# Table of Contents
 <p><div class="lev1 toc-item"><a href="#Linear-Regression" data-toc-modified-id="Linear-Regression-1"><span class="toc-item-num">1&nbsp;&nbsp;</span>Linear Regression</a></div><div class="lev1 toc-item"><a href="#Neural-Network" data-toc-modified-id="Neural-Network-2"><span class="toc-item-num">2&nbsp;&nbsp;</span>Neural Network</a></div><div class="lev1 toc-item"><a href="#Convolutional-Networks" data-toc-modified-id="Convolutional-Networks-3"><span class="toc-item-num">3&nbsp;&nbsp;</span>Convolutional Networks</a></div>

In [None]:
import tensorflow as tf
from tensorflow.examples.tutorials.mnist import input_data
mnist = input_data.read_data_sets('data',one_hot = True)

# Linear Regression
We'll apply a basic layer of weights to the inputs. Here, the inputs will be all 28 x 28 = 784 pixels of the MNIST picture

In [None]:
# tf notation for permanents. None allows flexibility in that dimension
x = tf.placeholder(tf.float32,[None,784]) 

In [None]:
# directly go from inputs to outputs
W_linreg = tf.Variable(tf.random_normal([784, 10], stddev = 0.1)) 
b_linreg = tf.Variable(tf.random_normal([10], stddev = 0.1))

In [None]:
# Our prediction
y = tf.nn.softmax(tf.matmul(x,W_linreg) + b_linreg)

# correct answers
y_ = tf.placeholder(tf.float32,[None,10])

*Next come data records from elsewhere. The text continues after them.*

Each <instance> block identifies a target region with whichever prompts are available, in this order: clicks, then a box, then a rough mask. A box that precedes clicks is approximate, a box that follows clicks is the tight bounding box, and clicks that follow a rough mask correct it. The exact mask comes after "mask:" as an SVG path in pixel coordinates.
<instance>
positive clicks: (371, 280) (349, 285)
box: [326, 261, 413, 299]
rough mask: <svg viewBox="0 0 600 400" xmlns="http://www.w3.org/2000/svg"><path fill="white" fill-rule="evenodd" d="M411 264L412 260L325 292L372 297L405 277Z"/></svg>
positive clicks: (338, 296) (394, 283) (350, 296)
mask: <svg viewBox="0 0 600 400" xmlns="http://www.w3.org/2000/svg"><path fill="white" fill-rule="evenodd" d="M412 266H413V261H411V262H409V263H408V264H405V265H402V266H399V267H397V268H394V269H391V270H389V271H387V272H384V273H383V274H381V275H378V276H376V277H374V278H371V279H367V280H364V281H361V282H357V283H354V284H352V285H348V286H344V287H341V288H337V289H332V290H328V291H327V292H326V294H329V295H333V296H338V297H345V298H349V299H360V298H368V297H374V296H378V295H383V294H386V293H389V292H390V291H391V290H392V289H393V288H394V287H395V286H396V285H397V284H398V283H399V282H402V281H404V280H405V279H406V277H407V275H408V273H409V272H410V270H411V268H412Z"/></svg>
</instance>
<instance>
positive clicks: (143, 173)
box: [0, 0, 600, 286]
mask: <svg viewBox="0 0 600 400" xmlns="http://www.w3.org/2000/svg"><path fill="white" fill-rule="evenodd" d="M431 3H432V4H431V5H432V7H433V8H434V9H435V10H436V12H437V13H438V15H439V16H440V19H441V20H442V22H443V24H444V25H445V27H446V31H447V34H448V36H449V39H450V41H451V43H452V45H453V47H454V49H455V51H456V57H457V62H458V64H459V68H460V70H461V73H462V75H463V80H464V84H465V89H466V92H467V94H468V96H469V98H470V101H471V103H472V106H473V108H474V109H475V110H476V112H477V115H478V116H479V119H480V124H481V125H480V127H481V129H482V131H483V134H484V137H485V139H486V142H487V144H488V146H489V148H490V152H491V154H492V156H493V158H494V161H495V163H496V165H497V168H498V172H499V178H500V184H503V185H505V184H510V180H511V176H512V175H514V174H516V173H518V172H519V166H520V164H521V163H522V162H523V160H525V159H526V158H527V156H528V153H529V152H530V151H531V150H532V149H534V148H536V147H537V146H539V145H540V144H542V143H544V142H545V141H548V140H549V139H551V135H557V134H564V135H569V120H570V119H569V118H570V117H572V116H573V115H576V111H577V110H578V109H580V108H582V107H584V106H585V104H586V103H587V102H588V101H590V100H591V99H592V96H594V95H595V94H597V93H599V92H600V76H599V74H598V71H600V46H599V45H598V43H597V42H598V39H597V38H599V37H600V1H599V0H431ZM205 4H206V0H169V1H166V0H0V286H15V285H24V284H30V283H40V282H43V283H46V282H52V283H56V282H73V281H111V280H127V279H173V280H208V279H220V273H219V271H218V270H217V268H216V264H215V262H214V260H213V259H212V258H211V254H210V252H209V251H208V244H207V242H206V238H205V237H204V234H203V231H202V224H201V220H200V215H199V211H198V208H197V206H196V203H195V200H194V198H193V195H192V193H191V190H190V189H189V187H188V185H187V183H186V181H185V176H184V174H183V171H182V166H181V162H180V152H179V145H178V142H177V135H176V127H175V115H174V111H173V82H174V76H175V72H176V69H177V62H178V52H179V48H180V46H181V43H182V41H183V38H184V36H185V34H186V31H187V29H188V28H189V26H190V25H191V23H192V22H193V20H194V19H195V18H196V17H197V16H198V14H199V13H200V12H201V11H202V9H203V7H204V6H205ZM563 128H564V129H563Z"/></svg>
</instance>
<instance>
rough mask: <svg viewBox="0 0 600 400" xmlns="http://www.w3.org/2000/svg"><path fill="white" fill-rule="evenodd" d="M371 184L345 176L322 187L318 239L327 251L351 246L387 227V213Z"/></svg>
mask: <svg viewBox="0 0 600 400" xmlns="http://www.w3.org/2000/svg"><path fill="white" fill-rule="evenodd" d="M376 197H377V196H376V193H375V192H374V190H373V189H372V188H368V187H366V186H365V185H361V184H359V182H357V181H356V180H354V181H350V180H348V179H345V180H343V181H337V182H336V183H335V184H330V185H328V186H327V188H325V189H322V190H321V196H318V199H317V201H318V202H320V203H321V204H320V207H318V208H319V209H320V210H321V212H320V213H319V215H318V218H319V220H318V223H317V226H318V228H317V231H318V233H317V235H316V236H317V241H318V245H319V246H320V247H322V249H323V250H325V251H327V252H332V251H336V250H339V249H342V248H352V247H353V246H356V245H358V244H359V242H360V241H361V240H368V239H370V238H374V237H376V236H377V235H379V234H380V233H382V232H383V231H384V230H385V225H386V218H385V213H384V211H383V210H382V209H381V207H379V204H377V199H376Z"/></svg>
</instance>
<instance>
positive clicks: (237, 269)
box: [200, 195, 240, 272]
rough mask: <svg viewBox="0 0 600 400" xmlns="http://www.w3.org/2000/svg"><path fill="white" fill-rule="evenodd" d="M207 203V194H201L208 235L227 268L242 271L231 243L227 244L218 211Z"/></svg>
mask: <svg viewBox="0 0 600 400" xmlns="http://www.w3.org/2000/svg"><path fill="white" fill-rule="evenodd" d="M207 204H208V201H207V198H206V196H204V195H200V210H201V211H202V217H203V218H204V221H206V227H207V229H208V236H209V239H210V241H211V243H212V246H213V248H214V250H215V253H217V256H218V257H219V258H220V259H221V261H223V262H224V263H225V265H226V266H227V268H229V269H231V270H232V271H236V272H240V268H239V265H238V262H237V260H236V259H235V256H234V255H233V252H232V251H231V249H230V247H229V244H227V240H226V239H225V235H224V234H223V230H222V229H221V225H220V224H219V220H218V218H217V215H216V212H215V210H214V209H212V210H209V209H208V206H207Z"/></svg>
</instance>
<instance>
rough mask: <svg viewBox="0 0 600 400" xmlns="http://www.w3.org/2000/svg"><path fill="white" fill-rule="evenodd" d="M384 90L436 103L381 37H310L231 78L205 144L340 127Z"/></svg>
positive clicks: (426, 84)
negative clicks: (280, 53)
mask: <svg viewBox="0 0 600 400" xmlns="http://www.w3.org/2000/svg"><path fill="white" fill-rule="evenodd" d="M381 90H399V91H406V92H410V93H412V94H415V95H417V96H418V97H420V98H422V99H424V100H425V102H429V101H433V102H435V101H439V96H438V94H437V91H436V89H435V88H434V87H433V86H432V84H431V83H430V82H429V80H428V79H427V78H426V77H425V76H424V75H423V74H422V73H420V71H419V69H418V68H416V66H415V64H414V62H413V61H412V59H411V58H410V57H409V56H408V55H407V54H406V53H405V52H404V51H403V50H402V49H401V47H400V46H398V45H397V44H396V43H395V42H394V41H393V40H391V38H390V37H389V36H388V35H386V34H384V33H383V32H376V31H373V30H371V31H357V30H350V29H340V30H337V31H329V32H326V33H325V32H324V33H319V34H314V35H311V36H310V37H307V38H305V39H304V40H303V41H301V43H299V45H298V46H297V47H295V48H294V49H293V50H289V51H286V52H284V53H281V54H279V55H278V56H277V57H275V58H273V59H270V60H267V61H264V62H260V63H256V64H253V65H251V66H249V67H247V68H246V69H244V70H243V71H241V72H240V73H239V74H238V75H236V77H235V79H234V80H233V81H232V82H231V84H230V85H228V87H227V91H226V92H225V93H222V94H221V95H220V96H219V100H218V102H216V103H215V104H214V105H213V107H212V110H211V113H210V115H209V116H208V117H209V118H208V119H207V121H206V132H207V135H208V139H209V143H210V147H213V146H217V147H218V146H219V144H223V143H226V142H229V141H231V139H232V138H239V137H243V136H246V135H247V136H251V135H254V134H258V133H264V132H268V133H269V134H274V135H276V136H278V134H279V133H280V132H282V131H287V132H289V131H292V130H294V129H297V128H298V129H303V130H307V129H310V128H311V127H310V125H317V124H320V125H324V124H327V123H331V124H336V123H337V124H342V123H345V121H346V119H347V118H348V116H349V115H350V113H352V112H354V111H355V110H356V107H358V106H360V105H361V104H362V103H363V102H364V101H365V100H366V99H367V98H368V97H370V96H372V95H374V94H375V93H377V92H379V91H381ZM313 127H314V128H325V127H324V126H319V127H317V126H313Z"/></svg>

Many different optimizers are available, here we use a basic Gradient Descent optimizer

In [None]:
# set as negative log like
cross_entropy = tf.reduce_mean(-tf.reduce_sum(y_ * tf.log(y), reduction_indices=[1])) 
# 0.5 is the learn rate
train_step = tf.train.GradientDescentOptimizer(0.5).minimize(cross_entropy)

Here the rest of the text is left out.